439 fan votes is the highest number of TV broadcast points ever received in a Eurovision competition, now in its 66th year. Psyuk thanked the Ukrainian diaspora and “and everyone who voted for Ukraine around the world… the victory is very important for Ukraine. Especially this year.”
The Kalush Orchestra is a cultural project involving folklore connoisseurs that blends traditional folk tunes with contemporary hip-hop music in a purposeful defense of Ukrainian culture. This has become a more prominent point Russia By invading it it has falsely sought to assert that Ukraine’s culture is not unique.
“We are here to show that Ukrainian culture and Ukrainian music are still alive, that they have their own very special signature,” Beswick told reporters.
The plea to free the remaining Ukrainian fighters trapped under the Azovstal plant by the Russians was a sad reminder that the famous and sometimes exhilarating Eurovision Song Contest was being held against the backdrop of the war on Europe’s eastern flank.
The Azov Battalion, which is among the last 1,000 defenders of the plant, sent a thank-you from the Warren Tunnels under the plant, declaring on Telegram: “Thanks to the Kalush Orchestra for your support! Glory to Ukraine!”
The six-member band of men got special permission to leave the country to represent Ukraine and Ukrainian culture in a music competition.

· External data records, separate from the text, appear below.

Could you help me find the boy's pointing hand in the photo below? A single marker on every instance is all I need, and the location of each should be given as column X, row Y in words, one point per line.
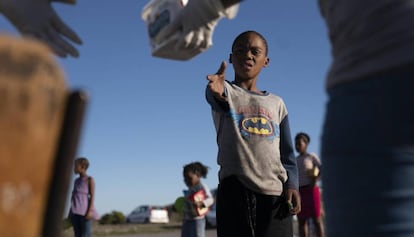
column 216, row 83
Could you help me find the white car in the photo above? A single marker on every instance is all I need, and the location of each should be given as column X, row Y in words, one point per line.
column 148, row 214
column 211, row 217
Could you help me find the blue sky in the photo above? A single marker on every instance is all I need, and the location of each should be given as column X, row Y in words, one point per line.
column 147, row 117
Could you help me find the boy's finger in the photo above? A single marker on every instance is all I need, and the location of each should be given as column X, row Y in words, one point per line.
column 222, row 68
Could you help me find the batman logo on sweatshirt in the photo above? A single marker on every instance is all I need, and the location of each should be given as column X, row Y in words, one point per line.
column 257, row 126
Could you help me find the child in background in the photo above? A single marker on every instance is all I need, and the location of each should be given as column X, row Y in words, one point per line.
column 82, row 210
column 198, row 200
column 258, row 185
column 309, row 167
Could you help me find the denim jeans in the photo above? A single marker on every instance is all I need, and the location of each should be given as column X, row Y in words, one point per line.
column 81, row 226
column 368, row 156
column 193, row 228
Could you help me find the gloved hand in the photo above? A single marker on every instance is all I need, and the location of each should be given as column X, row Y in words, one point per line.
column 37, row 18
column 196, row 22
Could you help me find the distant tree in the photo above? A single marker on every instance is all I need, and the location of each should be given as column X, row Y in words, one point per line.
column 115, row 217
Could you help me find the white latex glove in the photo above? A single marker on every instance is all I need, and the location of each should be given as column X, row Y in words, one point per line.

One of the original members remained to fight, and the others would return to Ukraine in two days, when the temporary exit permit expired.
Before traveling to Italy, Psiuk ran a volunteer organization he set up early in the war that uses social media to help find transportation and shelter for people in need.
“It’s hard to say what I’m going to do, because this is the first time I’ve won Eurovision,” Beswick said. “Like every Ukrainian, I’m ready to fight and go to the end.”
In the basement north of Kyiv, a group of soldiers who were watching happily hoped that next year’s final would be in Mariupol.
“We achieved a victory: today at Eurovision, but soon we will have a victory in the Ukrainian-Russian war,” said Titiana, a military doctor, standing in a basement decorated with children’s drawings of the Ukrainian flag and “Glory to Ukraine” signs on them.
Tired but happy soldiers sat around a screen, some tapping their knees rhythmically during Kalush’s performance, and when the winner was announced they applauded and cheered happily.
“We will win, too,” said a Vitaly soldier. “We showed that we can not only fight, but also sing wonderfully. The next Eurovision we will host in the liberated Mariupol.”
In Italy, about 30 Ukrainians gathered at a bar in Milan to watch the broadcast, many wearing bright bucket hats like those sported by Psiuk, to support the band.
“We are very pleased that he has called to help save the people of Mariupol,” lawyer Zoya Stankovska said during the presentation. “Oh, this victory brings so much hope.”
Ukrainian commentator Timur Miroshnichenko, who does live voiceover for the Ukrainian broadcast of Eurovision, was participating from a basement in an undisclosed location, instead of his usual TV studio.
“On the fifth or fourth day of the war, they shot our television tower in Kyiv,” he said. To continue broadcasting, “We had to move underground somewhere in Ukraine.”
He said that the Eurovision show in Ukraine was significant, both online and on TV.
“This year, I think it’s more symbolic than ever,” Miroshnichenko said.